What, then, should you do if you are asked to swear an oath? First, make sure you can do what you swear to do. If you are not sure, it would be best that you not take the oath. God’s Word warns: “Better for you not to vow than to vow and not pay.” (Eccl. 5:5) Next, consider Scriptural principles that relate to the oath, and then act in harmony with your trained conscience. What are some of these Scriptural principles?
Some oaths are compatible with God’s will. For example, Jehovah’s Witnesses exchange vows when being joined in marriage. These vows are a type of oath. Before God and eyewitnesses, the bride and the groom promise that they will love, cherish, and respect each other and that they will do so “for as long as [they] both may live.” (Other couples may not say these exact words when they marry, but they still make a vow before God.) They are then pronounced husband and wife, and their marriage is meant to be a lifelong bond. (Gen. 2:24; 1 Cor. 7:39) This arrangement is proper, fitting, and in harmony with God’s will.

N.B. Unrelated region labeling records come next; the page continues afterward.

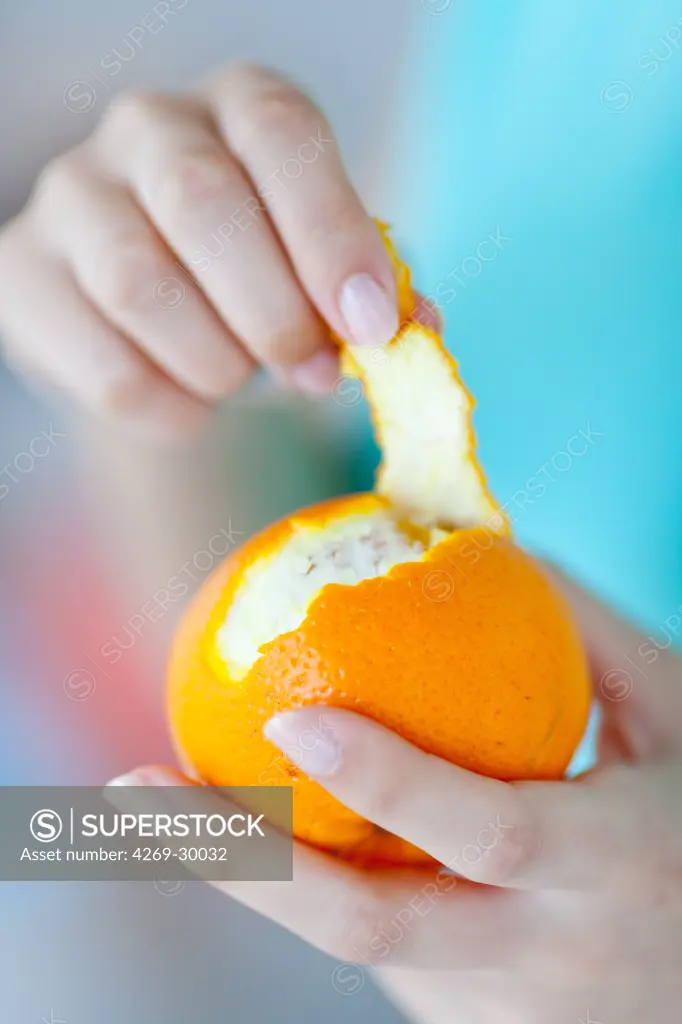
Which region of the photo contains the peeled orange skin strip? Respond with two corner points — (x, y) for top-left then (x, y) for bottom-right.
(169, 224), (591, 866)
(341, 223), (501, 535)
(170, 495), (590, 866)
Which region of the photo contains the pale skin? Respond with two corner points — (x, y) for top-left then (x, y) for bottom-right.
(107, 580), (682, 1024)
(0, 65), (682, 1024)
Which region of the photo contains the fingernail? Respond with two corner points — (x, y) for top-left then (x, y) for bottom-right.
(263, 712), (341, 776)
(339, 273), (400, 347)
(291, 349), (339, 394)
(106, 768), (179, 786)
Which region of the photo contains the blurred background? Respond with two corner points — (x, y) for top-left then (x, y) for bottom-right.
(0, 0), (682, 1024)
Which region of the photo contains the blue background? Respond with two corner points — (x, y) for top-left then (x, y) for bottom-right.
(389, 0), (682, 629)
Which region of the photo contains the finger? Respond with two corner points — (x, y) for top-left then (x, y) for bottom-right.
(0, 235), (209, 439)
(94, 97), (338, 386)
(40, 157), (254, 400)
(265, 708), (638, 889)
(546, 565), (682, 757)
(110, 766), (524, 968)
(205, 65), (398, 346)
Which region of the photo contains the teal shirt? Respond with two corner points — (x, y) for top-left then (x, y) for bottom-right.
(387, 0), (682, 632)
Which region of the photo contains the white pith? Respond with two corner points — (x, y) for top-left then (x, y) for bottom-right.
(344, 324), (506, 532)
(216, 508), (447, 680)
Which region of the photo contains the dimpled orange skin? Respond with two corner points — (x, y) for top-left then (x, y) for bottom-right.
(169, 495), (590, 865)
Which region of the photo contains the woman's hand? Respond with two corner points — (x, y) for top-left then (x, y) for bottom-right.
(0, 65), (398, 435)
(104, 569), (682, 1024)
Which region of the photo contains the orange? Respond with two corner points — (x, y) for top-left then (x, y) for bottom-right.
(169, 222), (590, 864)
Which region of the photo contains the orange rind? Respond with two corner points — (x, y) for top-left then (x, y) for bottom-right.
(169, 225), (590, 864)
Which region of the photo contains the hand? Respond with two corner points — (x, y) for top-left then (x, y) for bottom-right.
(107, 582), (682, 1024)
(0, 65), (398, 435)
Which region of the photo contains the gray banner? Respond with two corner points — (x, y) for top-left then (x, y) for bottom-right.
(0, 785), (293, 884)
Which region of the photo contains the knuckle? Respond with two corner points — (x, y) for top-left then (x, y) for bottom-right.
(363, 772), (409, 827)
(34, 147), (90, 203)
(472, 816), (541, 886)
(159, 147), (236, 212)
(90, 243), (164, 313)
(99, 89), (170, 132)
(90, 359), (152, 418)
(235, 83), (319, 156)
(329, 897), (385, 963)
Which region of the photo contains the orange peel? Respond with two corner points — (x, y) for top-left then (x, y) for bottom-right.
(168, 225), (590, 864)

Some oaths are in conflict with God’s will. A true Christian would not take such an oath as to defend a country with arms or to renounce faith in God. Doing so would violate God’s commandments. Christians are to be “no part of the world,” so we cannot get involved in its controversies and conflicts.—John 15:19; Isa. 2:4; Jas. 1:27.

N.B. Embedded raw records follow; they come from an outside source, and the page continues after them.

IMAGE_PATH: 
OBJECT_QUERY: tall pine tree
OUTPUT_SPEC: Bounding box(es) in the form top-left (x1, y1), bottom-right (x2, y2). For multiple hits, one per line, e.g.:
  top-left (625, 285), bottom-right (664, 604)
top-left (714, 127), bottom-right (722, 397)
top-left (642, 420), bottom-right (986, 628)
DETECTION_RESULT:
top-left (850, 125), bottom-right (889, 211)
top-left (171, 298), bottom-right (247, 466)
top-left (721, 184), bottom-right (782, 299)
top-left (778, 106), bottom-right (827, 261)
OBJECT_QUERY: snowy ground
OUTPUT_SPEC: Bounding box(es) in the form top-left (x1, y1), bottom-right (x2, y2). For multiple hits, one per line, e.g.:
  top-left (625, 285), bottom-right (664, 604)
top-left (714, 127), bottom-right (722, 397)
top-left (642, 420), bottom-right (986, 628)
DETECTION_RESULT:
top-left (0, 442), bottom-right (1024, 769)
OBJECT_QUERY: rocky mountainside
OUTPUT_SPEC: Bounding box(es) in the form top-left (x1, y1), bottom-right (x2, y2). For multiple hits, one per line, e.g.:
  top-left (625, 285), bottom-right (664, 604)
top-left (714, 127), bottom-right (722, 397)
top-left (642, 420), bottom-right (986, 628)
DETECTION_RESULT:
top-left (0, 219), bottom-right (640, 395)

Some oaths are a matter of conscience. At times, we may need to evaluate an oath carefully in the light of Jesus’ counsel to “pay back Caesar’s things to Caesar but God’s things to God.”—Luke 20:25.
Suppose, for example, that a Christian applies for citizenship or for a passport and he learns that he is required to take an oath of allegiance. If in that country such an oath means swearing to act in a way clearly contrary to God’s law, his Bible-trained conscience would not allow him to take it. The government, however, may allow him to modify the wording of the oath to accommodate his conscience.
Taking a modified oath of allegiance may be in harmony with the principle found at Romans 13:1, which says: “Let every person be in subjection to the superior authorities.” So the Christian may decide that there is nothing objectionable about swearing to do something that God already obligates one to do.
Conscience also plays a role if you are asked to use an object or to make a gesture while swearing an oath. The ancient Romans and Scythians swore by their swords, invoking the power of a war god as a guarantee of the person’s trustworthiness. The Greeks raised a hand to heaven when taking an oath. They thus recognized that there is a divine power who observes what is said and what is done and to whom humans are accountable.
Of course, a servant of Jehovah would not swear on any national emblem connected to false worship. But what if you are asked in a court of law to place your hand on a Bible and swear to give truthful testimony? In that case, you may decide to do so, since the Scriptures tell of faithful ones who accompanied an oath with a gesture. (Gen. 24:2, 3, 9; 47:29-31) It is important to remember that if you take such an oath, you are swearing before God that you will tell the truth. You need to be prepared to answer truthfully any question that may be asked of you.
Because we treasure our relationship with Jehovah, we should prayerfully consider any oath we are asked to take, making sure that it will not violate our conscience or Bible principles. If you decide to take an oath, you must be sure to keep it.—1 Pet. 2:12.